- Venue: London Olympic Stadium
- Dates: 5 September
- Competitors: 7 from 3 nations
- Winning time: 1:52.85

Medalists
- 1st place, gold medalist(s):  / Zhou Hongzhuan / China
- 2nd place, silver medalist(s):  / Huang Lisha / China
- 3rd place, bronze medalist(s):  / Jessica Galli / United States

= Athletics at the 2012 Summer Paralympics – Women's 800 metres T53 =

The Women's 800 metres T53 event at the 2012 Summer Paralympics took place at the London Olympic Stadium on 5 September.

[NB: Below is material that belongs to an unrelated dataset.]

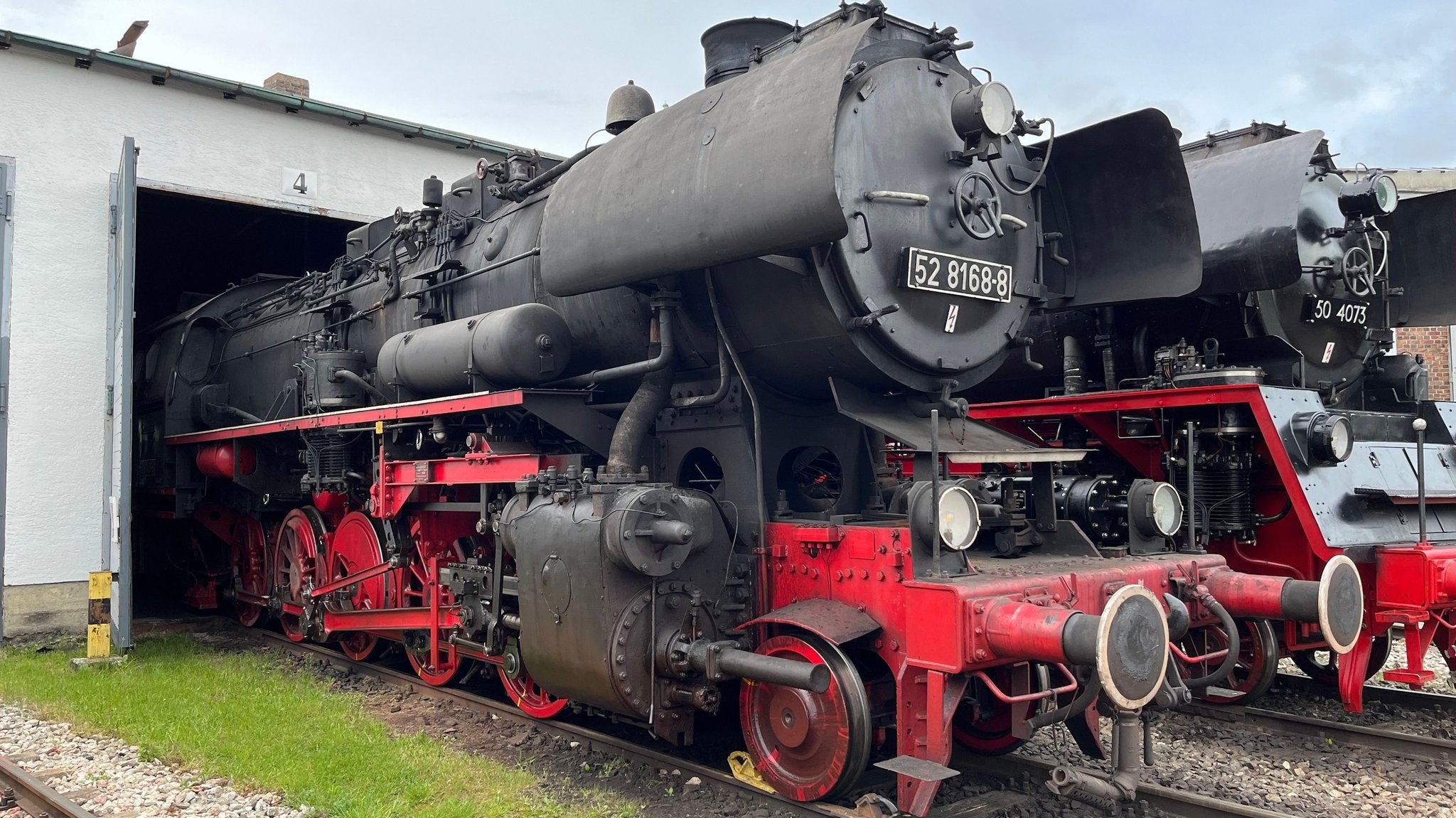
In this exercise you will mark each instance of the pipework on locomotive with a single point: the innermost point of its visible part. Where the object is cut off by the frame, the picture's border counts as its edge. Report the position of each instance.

The event consisted of a single race.

==Records==
Prior to the competition, the existing World and Paralympic records were as follows:

| World record | Jessica Galli (USA) | 1:49.82 | 29 June 2007 | Atlanta, United States |
| Paralympic record | Tanni Grey-Thompson (GBR) | 1:55.12 | 19 August 1996 | Atlanta, United States |
Broken records during the 2012 Summer Paralympics
| Paralympic record | Zhou Hongzhuan (CHN) | 1:52.85 | 5 September 2012 |  |

==Results==

Competed 5 September 2012 at 20:12.

| Rank | Athlete | Country | Time | Notes |
|---|---|---|---|---|
| 1st place, gold medalist(s) | Zhou Hongzhuan | China | 1:52.85 | PR |
| 2nd place, silver medalist(s) | Huang Lisha | China | 1:53.10 | PB |
| 3rd place, bronze medalist(s) | Jessica Galli | United States | 1:53.12 |  |
| 4 | Madison de Rozario | Australia | 1:53.65 |  |
| 5 | Angela Ballard | Australia | 1:53.80 |  |
| 6 | Shirley Reilly | United States | 1:54.18 |  |
| 7 | Amanda McGrory | United States | 1:54.48 |  |

Q = qualified by place. q = qualified by time. PR = Paralympic Record. PB = Personal Best. SB = Seasonal Best.